MEA needs to be revitalized.

Why cannot Modi Government do a hard bargain and make a win-win deal which will give India an equal power status. The problem lies with his core team which is incapable of handling India’s relations with great powers. Half of them are retired officers and working on extensions and the other half are policy novices with little experience in dealing with major powers. Day by day, it’s becoming clear that there has been no change in the Modi administration policy on the foreign policy front, especially when it comes to make a deal. India has been always earning good name for ceding much more on its national interest and in return getting superficial praises and niceties from the current major power leaders. 

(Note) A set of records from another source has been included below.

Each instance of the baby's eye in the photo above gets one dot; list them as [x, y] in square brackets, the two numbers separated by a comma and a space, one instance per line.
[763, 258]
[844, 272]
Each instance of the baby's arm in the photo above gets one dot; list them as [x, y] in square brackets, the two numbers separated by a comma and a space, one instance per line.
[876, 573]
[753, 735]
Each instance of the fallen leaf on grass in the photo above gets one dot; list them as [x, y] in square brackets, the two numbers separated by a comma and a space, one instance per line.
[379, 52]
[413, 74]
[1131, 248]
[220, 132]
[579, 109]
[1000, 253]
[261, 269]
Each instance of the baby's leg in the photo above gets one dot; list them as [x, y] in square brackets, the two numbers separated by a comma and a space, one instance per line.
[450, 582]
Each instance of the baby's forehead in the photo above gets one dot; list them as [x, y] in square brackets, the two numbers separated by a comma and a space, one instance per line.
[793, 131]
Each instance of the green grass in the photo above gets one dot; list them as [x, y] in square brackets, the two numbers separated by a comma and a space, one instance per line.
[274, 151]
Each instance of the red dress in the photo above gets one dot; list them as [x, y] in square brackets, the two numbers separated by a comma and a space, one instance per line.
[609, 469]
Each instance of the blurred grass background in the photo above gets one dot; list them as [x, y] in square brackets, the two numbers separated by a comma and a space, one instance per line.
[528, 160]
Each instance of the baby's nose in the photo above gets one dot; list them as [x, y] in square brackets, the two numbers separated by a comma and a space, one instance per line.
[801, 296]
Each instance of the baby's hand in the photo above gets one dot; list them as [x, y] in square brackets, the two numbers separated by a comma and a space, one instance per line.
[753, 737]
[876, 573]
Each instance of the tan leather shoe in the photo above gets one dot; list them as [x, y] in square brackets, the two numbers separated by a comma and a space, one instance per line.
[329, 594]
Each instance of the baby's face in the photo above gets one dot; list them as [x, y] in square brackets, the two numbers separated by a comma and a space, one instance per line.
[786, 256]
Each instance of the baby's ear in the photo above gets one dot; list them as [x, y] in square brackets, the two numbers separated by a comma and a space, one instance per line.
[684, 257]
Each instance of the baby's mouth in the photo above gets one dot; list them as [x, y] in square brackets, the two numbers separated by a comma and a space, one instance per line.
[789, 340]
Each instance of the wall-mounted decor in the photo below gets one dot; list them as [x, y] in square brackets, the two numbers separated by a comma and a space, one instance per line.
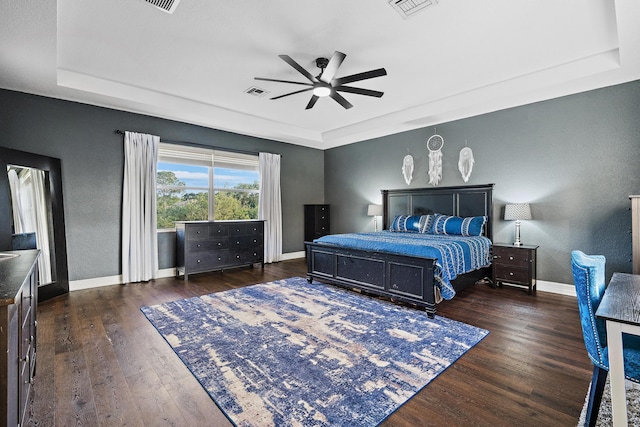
[465, 163]
[435, 144]
[407, 168]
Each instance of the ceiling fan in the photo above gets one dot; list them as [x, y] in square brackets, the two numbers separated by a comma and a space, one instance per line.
[326, 84]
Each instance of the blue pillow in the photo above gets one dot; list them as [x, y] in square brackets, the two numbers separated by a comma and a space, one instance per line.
[455, 225]
[412, 223]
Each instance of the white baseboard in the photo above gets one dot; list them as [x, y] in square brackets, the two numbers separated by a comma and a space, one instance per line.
[78, 285]
[292, 255]
[556, 288]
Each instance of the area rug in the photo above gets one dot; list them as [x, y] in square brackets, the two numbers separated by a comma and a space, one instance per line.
[604, 414]
[290, 353]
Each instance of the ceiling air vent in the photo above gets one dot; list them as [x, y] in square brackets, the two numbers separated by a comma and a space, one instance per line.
[406, 8]
[165, 5]
[256, 91]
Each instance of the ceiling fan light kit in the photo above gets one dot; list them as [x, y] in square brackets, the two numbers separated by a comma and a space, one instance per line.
[326, 84]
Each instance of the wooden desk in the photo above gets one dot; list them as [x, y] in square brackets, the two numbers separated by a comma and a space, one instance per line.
[620, 308]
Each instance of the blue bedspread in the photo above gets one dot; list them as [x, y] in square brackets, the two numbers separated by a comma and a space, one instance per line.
[454, 254]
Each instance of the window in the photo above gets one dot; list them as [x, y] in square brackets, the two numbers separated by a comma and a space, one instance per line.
[197, 184]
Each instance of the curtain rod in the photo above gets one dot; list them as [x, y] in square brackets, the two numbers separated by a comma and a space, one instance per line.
[193, 144]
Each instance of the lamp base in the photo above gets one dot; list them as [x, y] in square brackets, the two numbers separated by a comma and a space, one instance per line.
[517, 242]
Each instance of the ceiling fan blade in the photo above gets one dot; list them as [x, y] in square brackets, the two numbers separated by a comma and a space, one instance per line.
[312, 102]
[291, 93]
[360, 76]
[332, 67]
[294, 64]
[282, 81]
[359, 91]
[340, 99]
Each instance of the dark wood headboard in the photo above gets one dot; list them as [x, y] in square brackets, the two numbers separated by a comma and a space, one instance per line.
[467, 200]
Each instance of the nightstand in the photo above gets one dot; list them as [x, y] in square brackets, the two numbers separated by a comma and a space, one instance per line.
[515, 265]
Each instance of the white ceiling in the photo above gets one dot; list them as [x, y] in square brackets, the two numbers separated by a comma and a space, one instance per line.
[455, 59]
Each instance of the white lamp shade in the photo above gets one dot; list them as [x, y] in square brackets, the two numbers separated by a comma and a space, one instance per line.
[374, 210]
[517, 211]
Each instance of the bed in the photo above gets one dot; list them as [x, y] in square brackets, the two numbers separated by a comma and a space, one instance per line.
[368, 262]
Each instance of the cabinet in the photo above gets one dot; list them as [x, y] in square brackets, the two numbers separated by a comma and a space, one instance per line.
[18, 304]
[316, 222]
[215, 245]
[515, 265]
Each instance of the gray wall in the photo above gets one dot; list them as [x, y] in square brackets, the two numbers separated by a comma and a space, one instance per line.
[92, 155]
[576, 159]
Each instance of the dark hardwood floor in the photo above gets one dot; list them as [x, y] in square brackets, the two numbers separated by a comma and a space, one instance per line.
[101, 363]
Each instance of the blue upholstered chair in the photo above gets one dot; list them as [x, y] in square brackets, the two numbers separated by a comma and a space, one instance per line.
[589, 280]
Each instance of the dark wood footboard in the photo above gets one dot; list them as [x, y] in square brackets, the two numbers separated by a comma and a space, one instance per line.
[403, 278]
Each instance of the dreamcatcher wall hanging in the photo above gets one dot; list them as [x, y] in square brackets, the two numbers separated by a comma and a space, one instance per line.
[465, 162]
[407, 168]
[435, 144]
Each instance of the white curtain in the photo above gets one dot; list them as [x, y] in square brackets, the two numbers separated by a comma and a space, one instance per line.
[270, 206]
[41, 224]
[16, 206]
[139, 237]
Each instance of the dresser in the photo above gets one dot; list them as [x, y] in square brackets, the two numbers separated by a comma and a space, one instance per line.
[18, 304]
[316, 222]
[217, 245]
[515, 265]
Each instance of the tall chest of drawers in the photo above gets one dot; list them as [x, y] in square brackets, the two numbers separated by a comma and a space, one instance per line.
[216, 245]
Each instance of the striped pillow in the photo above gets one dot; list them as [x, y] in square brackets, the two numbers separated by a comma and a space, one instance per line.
[412, 223]
[455, 225]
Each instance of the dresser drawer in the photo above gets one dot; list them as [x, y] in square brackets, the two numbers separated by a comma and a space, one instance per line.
[197, 245]
[514, 257]
[207, 260]
[512, 274]
[206, 231]
[242, 256]
[247, 229]
[245, 241]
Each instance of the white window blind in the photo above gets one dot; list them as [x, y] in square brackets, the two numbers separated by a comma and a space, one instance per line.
[185, 154]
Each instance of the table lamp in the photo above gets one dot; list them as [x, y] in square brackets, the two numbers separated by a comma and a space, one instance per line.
[375, 211]
[517, 212]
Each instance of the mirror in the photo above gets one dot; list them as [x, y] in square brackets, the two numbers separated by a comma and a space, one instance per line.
[31, 217]
[42, 179]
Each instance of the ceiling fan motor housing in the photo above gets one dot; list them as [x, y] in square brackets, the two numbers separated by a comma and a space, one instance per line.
[322, 63]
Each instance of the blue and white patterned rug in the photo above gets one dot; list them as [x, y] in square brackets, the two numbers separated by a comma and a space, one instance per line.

If Make in India and several other policies of the current government need to become reality, the Prime Minister must revitalize his foreign policy making team and designate experts and powerful negotiators to ensures the interest of India, whether its climate change negotiations or our localization of defense deals. We cannot entrust a small bunch of senior retired diplomats on extension to deal with host of major challenges our country is facing on the way to achieve an equal great power status.  These diplomats are not accountable to our parliament or people and hence it’s the time to bring them in the background, and let our elected representative do the foreign policy negotiations. The current Government must initiate some drastic change in tis foreign missions which serves as a main window to attract foreign investment. It is time India revitalizes its diplomatic establishment in these great countries and sharpens its negotiation skills and makes it tough for foreign firms to see India merely as billion plus market for their product and services. The MEA should become much more active and the honorable External Affairs Minister should lead the way. May God Bless India! May God Bless Our Prime Minister!